Eine der starken Seiten des „Hirschens“ ist das auserlesene Weinangebot; laut Alibi von Felten hat sein Haus gerade eine Auszeichnung für die beste Weinkarte im Bereich Landgasthof erhalten. Weinkarten, die übersichtlich sein und Details bekanntgeben müssen, enthüllen manches über die Güte eines Restaurants und das gastronomische Verständnis des Wirts.

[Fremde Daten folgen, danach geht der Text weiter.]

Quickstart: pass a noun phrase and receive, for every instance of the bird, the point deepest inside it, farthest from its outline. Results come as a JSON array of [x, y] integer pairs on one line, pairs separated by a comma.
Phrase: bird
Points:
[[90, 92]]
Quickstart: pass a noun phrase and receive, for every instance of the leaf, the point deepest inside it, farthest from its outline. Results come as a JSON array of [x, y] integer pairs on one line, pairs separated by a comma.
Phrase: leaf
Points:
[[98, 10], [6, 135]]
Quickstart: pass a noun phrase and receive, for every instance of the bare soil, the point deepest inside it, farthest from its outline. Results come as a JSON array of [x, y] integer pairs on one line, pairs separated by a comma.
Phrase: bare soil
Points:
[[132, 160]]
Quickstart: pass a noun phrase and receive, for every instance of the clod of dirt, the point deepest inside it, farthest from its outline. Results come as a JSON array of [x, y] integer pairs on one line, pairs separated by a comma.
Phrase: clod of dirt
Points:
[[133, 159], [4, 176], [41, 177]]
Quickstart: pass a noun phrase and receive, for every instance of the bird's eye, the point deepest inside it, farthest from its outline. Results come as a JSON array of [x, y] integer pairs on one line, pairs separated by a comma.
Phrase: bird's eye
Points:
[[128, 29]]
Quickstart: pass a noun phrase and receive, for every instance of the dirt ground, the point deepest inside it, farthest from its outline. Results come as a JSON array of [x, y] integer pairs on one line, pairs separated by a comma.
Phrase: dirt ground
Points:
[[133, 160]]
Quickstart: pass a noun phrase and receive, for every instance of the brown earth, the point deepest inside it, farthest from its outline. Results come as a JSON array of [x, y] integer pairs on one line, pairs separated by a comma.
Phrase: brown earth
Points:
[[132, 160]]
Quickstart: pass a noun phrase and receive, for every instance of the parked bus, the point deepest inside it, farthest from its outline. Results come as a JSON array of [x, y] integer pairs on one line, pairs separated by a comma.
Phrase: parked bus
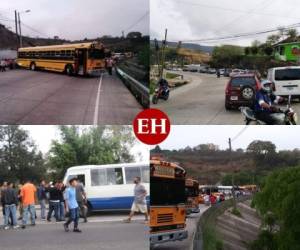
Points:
[[73, 59], [110, 187], [288, 52], [192, 196], [167, 204]]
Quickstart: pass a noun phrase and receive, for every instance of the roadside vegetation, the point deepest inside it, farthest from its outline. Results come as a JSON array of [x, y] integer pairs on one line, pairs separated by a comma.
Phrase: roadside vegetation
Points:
[[258, 56], [208, 164], [20, 158], [278, 203]]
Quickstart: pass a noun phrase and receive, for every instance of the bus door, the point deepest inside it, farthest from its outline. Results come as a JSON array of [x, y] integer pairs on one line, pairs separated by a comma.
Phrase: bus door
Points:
[[82, 59]]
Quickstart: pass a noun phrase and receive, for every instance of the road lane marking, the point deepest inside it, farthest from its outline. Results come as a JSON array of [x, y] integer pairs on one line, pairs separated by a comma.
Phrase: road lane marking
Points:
[[96, 113]]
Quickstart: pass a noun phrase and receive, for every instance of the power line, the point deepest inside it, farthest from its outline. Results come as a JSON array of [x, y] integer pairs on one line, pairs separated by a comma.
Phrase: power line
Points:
[[234, 36], [231, 10], [137, 22]]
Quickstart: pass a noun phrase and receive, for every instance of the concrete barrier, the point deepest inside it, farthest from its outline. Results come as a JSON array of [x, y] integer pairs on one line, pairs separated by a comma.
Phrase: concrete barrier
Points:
[[139, 90]]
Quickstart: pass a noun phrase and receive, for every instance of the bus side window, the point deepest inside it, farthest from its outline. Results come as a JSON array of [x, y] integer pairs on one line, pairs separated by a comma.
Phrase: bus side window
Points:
[[281, 50], [98, 177], [145, 174], [114, 176], [130, 173], [81, 178]]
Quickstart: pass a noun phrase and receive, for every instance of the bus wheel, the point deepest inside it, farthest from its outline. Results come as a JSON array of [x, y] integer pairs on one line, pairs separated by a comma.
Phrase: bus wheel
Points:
[[69, 70], [32, 66]]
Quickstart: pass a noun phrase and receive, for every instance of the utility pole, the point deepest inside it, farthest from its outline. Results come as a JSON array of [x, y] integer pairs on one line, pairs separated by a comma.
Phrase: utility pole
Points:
[[163, 55], [232, 176], [16, 23], [21, 42]]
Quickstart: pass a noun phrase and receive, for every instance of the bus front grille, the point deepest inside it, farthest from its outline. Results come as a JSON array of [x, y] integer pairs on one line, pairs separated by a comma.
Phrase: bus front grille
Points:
[[164, 218]]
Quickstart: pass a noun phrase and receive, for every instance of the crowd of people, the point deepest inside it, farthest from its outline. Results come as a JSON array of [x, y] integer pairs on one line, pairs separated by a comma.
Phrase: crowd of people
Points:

Eine gute Karte bietet nicht nur teure, berühmte Weine, sondern auch günstigere, auserlesene Gewächse bester Jahrgänge aus der näheren und ferneren Welt an, die ihren Preis mehr als rechtfertigen. So entschied ich mich für einen Saint-Saphorin Valdensis (2008) von Les Frères Bovy in Chebres VD, eine sorgfältige, gefällige Mischung aus Gamaret, Garanoir, Diolinoir, Merlot und Cabernet-Sauvignon, die dann an Korpulenz meine Vorahnungen übertraf (12.5 Volumenprozente), gleichwohl fruchtig war und uns in angemessener Art durch den Abend begleitete (64 CHF).
 
Nichts mit diesem Wein zu tun hatte das Dessert, das von Passionsfruchtcrème mit Espuma (spanisch für Schaum) eingeleitet und dann mit einem Quittentörtli mit Sternanis-Glacé fortgesetzt wurde, erfrischend, leicht, bekömmlich und mit einem Hauch von Exotik, eine Dimension, die den lobenswerten Regionalismus erweitert.
 
Könnerschaft bekundet auch das Sortiment auf dem Spirituosenwagen, nicht allein wegen der Produkte der Malt Whisky Society. Nach dem Torfrind und der Speckglacé schien mir die Flasche 14.174 (14 bezeichnet das Fass) eine Sünde wert zu sein. Ich probierte den Whisky pur, dann auf Empfehlung des Kellners mit einem Tropfen Wasser. Dieser Zuschuss brachte das Bouquet tatsächlich noch zum Aufblühen.
 
Wir reisten dann heimzu; auf meine im Alkoholkonsum zurückhaltende Chauffeuse war Verlass. Daheim blühten die 20 goldfarbenen Havelaar-Rosen, die ich hatte auftreiben können – pro 2.5 Ehejahre eine.